Несмотря на тревожную обстановку, нас несколько раз выводили на стрельбище, мы учились стрелять из «Максима», а вскоре был совершен марш-бросок с полной боевой выкладкой до Карачева. Мы считали, что это учебный марш, но все обернулось иначе. За 4 дня мы прошли свыше 200 километров, многие сбили подошвы в кровь, и некоторые просто плакали от боли, но я терпел, хоть и еле ходил. Дошли до какой-то ж/д станции, разместили по домам, где спать пришлось на полу, укрываясь шинелями, и после короткого отдыха нас стали гонять на строевую подготовку. Через какое-то время на станцию подогнали четырехосные «пульмановские» вагоны, нас загрузили, по взводу на каждый вагон, и приехали мы… в город Острогожск Воронежской области. Вышли из вагонов, построились в колонну, прошли по городу, поразившему нас обилием церквей, и оказались на окраине, в старых кавалерийских казармах, где и расположились. Снова началась муштра на строевой подготовке, нашего лейтенанта Володарчика хлебом не корми, только дай нас помуштровать, ох, как он обожал над нами поизмываться. В этом Острогожске мы только и делали, что занимались с утра до вечера строевой подготовкой, уже вовсю шла война, а мы все… «выше ногу, четче поворот». На улицу выйдешь, навстречу идет раненый боец, так мы не знали, куда глаза от стыда спрятать. Страна сражается, а мы маршируем в тылу. Седьмого ноября 1941 года мы приняли присягу.
Я подружился с курсантом Жакаем Асилбековым, казахом по национальности, старше меня лет на двадцать. Когда нам разрешался выход в город, то мы всегда вместе с ним ходили в увольнительную, знакомились с девушками. Жакай был умным человеком, очень смуглый, невысокого роста, коренастый, широкоскулый, почти «без шеи», он очень плохо поддавался этой курсантской муштре, и на строевой подготовке его гоняли больше всех. Мы стали с ним настоящими друзьями. До войны Жакай работал вторым секретарем Кустанайского или Тургайского горкома партии, заместителем по промышленности. Он мне рассказывал, что у казахов есть три главных рода, «жуза», что-то вроде касты, и в каждый род входят множество племен. Роды, с его слов, делятся на род воинов, простого народа и черни. Так Жакай говорил, что он принадлежит к роду воинов, и когда он убьет первого фашиста, то по старинному обычаю вырежет из груди врага сердце, слижет его кровь с клинка и станет бессмертным. Самое смешное, что он искренне в это верил, и я над ним подшучивал по этому поводу При знакомстве с русскими девушками он называл себя Женей, и когда во взводе об этом узнали и стали над ним подшучивать, мол, «Женя, как дела», то Асилбеков сразу свирепел, бросался чуть ли не в драку: «Я не Женя, я Жахай!» В конце сорок первого года нас снова погрузили в вагоны и повезли куда-то на восток. Ехали долго, несколько недель, и выгрузились на станции Абакан, в Сибири. Колонна курсантов училища совершила марш 30 километров, пройдя мост через Енисей, и мы оказались в старинном купеческом городке Минусинске, где нас ожидали пустые каменные казармы, служившие когда-то кавалеристам. И опять — только строевая подготовка…
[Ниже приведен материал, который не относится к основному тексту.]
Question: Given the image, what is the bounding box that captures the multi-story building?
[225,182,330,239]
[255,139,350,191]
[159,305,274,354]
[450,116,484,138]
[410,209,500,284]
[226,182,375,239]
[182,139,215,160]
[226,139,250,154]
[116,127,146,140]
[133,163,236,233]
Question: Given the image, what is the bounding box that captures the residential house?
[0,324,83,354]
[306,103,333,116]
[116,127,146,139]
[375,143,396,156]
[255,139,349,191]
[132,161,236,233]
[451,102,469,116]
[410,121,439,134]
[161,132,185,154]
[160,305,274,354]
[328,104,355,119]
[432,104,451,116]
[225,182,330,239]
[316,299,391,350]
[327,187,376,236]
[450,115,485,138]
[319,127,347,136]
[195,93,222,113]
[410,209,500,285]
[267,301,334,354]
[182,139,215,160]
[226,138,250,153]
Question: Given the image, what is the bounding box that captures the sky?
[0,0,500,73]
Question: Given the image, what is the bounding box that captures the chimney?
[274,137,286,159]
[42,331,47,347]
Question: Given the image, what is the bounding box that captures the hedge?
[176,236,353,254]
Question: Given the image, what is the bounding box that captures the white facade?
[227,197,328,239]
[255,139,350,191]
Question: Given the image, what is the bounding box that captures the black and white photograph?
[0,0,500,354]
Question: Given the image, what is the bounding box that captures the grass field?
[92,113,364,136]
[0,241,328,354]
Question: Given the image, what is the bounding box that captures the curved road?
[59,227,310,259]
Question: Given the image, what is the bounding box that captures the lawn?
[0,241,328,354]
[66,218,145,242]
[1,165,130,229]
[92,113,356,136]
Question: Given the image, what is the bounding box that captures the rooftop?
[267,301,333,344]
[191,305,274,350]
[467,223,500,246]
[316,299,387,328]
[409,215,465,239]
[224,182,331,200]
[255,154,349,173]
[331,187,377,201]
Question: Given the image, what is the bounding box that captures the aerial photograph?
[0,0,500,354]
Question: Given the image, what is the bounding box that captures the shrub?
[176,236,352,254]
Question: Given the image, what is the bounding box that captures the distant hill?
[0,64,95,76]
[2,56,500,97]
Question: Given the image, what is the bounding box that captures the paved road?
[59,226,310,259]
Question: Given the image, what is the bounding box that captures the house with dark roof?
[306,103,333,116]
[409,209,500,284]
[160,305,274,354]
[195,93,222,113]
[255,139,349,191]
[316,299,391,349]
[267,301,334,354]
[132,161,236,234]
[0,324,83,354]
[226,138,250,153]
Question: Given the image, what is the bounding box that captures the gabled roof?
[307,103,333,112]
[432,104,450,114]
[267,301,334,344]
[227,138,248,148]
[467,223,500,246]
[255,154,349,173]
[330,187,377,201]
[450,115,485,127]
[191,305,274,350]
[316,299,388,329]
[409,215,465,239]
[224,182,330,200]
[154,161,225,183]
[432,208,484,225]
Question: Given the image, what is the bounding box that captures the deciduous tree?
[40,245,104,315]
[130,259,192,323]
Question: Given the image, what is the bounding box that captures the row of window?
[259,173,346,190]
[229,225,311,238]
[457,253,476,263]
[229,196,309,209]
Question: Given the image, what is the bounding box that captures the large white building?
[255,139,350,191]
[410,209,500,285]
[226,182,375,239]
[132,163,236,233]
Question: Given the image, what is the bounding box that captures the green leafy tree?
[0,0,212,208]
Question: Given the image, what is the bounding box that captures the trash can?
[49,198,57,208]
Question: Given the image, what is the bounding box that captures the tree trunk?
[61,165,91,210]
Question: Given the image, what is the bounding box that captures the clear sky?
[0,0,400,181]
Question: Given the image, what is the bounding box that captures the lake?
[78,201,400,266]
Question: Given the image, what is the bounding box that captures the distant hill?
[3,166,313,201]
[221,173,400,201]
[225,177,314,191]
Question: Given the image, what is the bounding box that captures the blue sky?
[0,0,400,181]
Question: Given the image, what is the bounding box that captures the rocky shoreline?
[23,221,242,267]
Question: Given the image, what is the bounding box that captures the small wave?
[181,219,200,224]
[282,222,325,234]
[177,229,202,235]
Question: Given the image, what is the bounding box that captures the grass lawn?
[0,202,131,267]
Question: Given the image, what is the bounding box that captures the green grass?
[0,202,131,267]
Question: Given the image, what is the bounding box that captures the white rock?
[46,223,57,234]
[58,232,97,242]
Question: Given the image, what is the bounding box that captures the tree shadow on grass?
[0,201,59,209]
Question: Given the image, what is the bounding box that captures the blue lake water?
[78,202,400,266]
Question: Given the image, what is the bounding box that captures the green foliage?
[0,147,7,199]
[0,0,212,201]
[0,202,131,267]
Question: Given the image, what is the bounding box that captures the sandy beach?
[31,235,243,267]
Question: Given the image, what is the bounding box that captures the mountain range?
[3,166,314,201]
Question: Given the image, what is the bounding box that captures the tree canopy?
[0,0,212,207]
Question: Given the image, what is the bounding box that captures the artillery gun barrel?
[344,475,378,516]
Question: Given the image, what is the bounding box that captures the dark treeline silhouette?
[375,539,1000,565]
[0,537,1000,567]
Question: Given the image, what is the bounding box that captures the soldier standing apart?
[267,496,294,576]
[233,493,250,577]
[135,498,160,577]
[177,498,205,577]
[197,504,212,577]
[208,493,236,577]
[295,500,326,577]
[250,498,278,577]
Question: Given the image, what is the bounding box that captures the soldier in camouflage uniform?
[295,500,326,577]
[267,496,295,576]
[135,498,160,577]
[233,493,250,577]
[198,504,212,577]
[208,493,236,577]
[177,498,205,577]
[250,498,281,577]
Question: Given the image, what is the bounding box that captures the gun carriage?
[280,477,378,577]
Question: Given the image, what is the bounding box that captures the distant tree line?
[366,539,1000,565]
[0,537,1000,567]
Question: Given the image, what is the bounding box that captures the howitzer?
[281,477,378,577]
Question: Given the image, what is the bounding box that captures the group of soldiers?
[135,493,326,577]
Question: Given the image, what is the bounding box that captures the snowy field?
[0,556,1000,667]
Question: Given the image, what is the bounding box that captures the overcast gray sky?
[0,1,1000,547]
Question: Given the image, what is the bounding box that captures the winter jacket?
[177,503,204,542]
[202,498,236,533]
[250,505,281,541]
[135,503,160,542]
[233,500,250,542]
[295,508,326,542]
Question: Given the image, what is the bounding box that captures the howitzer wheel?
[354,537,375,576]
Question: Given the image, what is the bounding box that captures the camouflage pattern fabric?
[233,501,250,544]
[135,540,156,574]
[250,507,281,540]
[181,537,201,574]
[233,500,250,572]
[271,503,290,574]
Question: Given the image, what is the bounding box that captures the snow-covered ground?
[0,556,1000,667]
Мы страшно замерзали, зима сорок второго года выдалась очень холодной, да и казармы наши отапливались «с пятого на десятое», а нам выдали тонкие байковые одеяла, которые почти не согревали. Мы ухитрялись ночью, когда помкомвзвода заснет, укрываться еще и шинелями, но помкомвзвода, старшина (укрывавшийся вообще только одной простынею, видимо сам из сибиряков), специально просыпался ночью и проверял, кто укрыт еще и шинелью — это строго запрещалось. Помкомвзвода поднимал нарушителя, выводил его в сапогах и нижнем белье на улицу на лютый мороз и гонял его там минут двадцать. И этот помкомвзвода так замутил насмерть нашего курсанта Киселева, который заболел и умер от пневмонии в нашей санчасти. Старшина, узнав о смерти Киселева, «захандрил» и сам ушел в санчасть. Но нам хватало и издевательств Володарчика, пытавшегося показать училищному начальству, какой он «лихой командир». Ведет нас на обед, командует: «Запевай», а мы, злые до крайности на этого «шкуру» — взводного, шепчем запевале: «Не вздумай». Володарчик: «Кругом, бегом!»
И гоняет нас по площадке, пока запевала не затянет «Школу красных командиров». Володарчик требовал еще песен, в столовую мы опаздывали, и приходилось быстро, «на бегу» съедать нашу похлебку с бараньими яйцами, два ломтика положенного нам черного хлеба и компот. Когда успевали поесть, а иногда, уже через минуту после захода в столовую, раздавалась команда: «Выходи строиться!»